Comparison with Other RAG Forms (HM3D-v1, Tab.3):

Method Retrieval / Content SR(%) SPL(%)
TrajTextRAG Text Embedding / Descriptions 53.3 25.6
GraphRAG Graph Embedding / Scene Graph 55.2 30.7
TrajRAG (Ours) Hierarchical / Topological-Polar 61.7 33.2

Key Findings

  • Geometry and Semantics are Complementary: Neither alone achieves optimal performance; geometry provides layout skeletons while semantics provide identities.
  • Scene-level Coarse Retrieval is Essential: Removing coarse matching drops SR by 7.4%, highlighting the importance of filtering out irrelevant context.
  • Specialized Sequence Encoder > General Text Embeddings: Pretrained text models fail to capture the temporal/sequential relations of trajectories.
  • Experience is Cross-Scene Transferable: Cross-dataset performance drops only slightly, proving that topological-polar representations capture universal navigation clues.

Highlights & Insights

  • Applying RAG to Embodied Navigation: Solved the "chunk" definition problem by using topological-polar trajectories to handle compression and cross-execution matching.
  • Polar Sector + Cyclic Rotation: A clever way to achieve rotation-invariant local layout matching, allowing identical layouts to be matched regardless of the agent's initial heading.
  • Bridging Commonsense and Experience: LLMs handle general reasoning while the RAG library provides embodied experience, creating a systematic paradigm for lifelong learning.
  • Consolidation Mechanism: The multi-level matching mechanism (semantic → geometric → redundancy) prevents the knowledge base from exploding, mimicking human memory consolidation.

Limitations & Future Work

  • Dependency on Perception Quality: Retrieval quality depends on the accuracy of GroundingDINO and MobileSAM; perception errors directly pollute the semantic fingerprints.
  • Small Marginal Gains: Compared to previous SOTA, SR gains are around 1-2 points, raising questions about whether the complex pipeline is worth the absolute performance increase.
  • Frozen Test-Time Memory: The library was frozen during testing to prevent leakage, meaning the "dynamic update" benefit was not directly quantified in main experiments.
  • Data Dependency: Re-building the library for new platforms or real-world environments requires large-scale trajectory data.
  • vs VoroNav / CogNav (LLM-based): These convert scene info into text for LLM reasoning but lack real scene experience and lifelong accumulation.

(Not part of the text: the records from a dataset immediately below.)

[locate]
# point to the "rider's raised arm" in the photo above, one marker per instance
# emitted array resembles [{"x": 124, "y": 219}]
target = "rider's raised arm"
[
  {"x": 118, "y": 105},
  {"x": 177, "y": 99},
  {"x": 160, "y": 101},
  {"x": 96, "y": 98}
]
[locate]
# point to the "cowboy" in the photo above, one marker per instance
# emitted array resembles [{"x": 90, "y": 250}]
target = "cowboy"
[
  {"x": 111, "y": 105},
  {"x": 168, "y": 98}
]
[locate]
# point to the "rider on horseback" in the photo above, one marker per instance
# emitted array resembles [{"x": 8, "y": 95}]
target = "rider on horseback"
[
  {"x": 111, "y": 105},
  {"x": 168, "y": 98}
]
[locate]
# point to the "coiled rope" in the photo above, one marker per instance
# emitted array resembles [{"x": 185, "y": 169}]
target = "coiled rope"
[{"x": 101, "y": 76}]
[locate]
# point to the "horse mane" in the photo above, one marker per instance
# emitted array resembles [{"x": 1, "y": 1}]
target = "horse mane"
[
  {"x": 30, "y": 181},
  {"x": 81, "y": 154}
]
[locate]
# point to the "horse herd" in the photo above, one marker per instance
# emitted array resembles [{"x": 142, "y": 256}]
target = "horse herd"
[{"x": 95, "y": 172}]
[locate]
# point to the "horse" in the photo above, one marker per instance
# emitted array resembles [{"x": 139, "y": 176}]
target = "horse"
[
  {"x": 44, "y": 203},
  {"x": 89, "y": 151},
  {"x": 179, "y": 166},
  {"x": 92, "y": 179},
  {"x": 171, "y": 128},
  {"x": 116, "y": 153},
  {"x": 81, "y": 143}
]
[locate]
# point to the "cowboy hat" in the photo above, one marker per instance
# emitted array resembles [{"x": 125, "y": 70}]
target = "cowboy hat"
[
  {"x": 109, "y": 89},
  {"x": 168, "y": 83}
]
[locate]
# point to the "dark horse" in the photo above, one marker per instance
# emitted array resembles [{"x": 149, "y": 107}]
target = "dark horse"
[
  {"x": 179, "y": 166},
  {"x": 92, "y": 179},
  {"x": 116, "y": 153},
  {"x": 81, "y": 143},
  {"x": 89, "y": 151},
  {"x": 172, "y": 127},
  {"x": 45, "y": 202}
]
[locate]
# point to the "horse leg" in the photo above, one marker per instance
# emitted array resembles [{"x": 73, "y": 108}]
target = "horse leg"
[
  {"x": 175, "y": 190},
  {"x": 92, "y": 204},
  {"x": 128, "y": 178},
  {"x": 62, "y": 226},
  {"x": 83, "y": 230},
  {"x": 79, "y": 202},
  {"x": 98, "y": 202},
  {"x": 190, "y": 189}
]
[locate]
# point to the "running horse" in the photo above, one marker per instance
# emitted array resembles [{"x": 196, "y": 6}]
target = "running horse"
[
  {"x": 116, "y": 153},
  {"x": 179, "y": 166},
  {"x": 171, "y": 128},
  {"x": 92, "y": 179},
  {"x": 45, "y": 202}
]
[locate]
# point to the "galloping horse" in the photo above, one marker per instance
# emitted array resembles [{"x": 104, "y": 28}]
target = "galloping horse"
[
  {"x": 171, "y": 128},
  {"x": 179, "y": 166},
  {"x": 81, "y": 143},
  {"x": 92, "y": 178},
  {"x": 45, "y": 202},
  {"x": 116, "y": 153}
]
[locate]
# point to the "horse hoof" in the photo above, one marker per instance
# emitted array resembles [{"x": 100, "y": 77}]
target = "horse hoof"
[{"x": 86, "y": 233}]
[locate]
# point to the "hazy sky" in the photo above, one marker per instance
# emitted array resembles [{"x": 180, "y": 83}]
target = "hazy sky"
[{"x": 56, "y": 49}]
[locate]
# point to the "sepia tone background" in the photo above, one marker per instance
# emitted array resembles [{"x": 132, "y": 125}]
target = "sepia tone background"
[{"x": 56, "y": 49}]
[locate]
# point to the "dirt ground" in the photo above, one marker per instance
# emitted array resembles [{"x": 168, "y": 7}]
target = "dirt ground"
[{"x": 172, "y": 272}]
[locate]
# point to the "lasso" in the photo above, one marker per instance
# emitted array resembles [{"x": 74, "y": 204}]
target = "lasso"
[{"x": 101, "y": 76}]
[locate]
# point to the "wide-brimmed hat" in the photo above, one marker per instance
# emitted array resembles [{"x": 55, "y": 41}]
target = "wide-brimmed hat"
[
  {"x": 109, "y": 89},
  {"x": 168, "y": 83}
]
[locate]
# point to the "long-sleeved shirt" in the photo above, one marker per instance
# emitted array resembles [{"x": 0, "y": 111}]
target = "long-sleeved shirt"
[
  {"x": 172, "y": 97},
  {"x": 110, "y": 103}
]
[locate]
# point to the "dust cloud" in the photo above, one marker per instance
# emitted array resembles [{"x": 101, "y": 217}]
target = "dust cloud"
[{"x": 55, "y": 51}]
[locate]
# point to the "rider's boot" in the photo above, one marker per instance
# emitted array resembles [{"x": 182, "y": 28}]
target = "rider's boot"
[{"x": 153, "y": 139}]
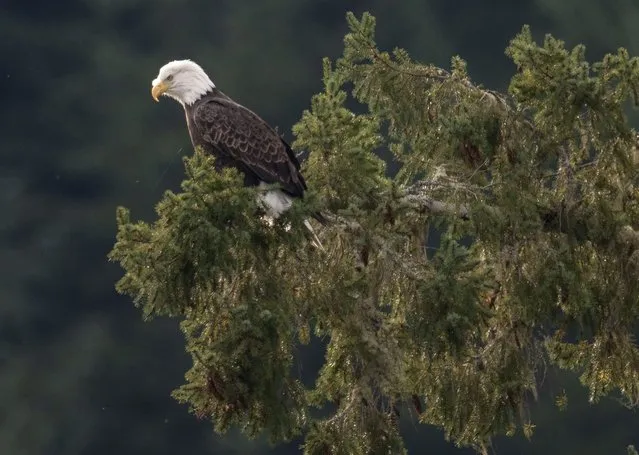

TrajRAG injects retrieved embodied experience.
  • vs VLFM / BeliefMapNav (VLM-based): These score frontiers based on current observations. TrajRAG uses hypothetical trajectories to look ahead at where a path usually leads based on experience.
  • vs Embodied-RAG / NavRAG (Embodied RAG): Prior works are often limited to single-scene retrieval or assume full map availability. TrajRAG enables cross-scene knowledge transfer and lifelong indexing.

Rating

  • Novelty: ⭐⭐⭐⭐⭐ First to systematically apply RAG to zero-shot ObjectNav using a specialized topological-polar representation.
  • Experimental Thoroughness: ⭐⭐⭐⭐ Strong SOTA results and extensive ablations, though test-time accumulation was not fully explored.
  • Writing Quality: ⭐⭐⭐⭐ Clear motivation and methodology, despite minor notation inconsistencies.
  • Value: ⭐⭐⭐⭐ The "LLM + Cumulative Experience Base" paradigm is highly influential for lifelong embodied learning.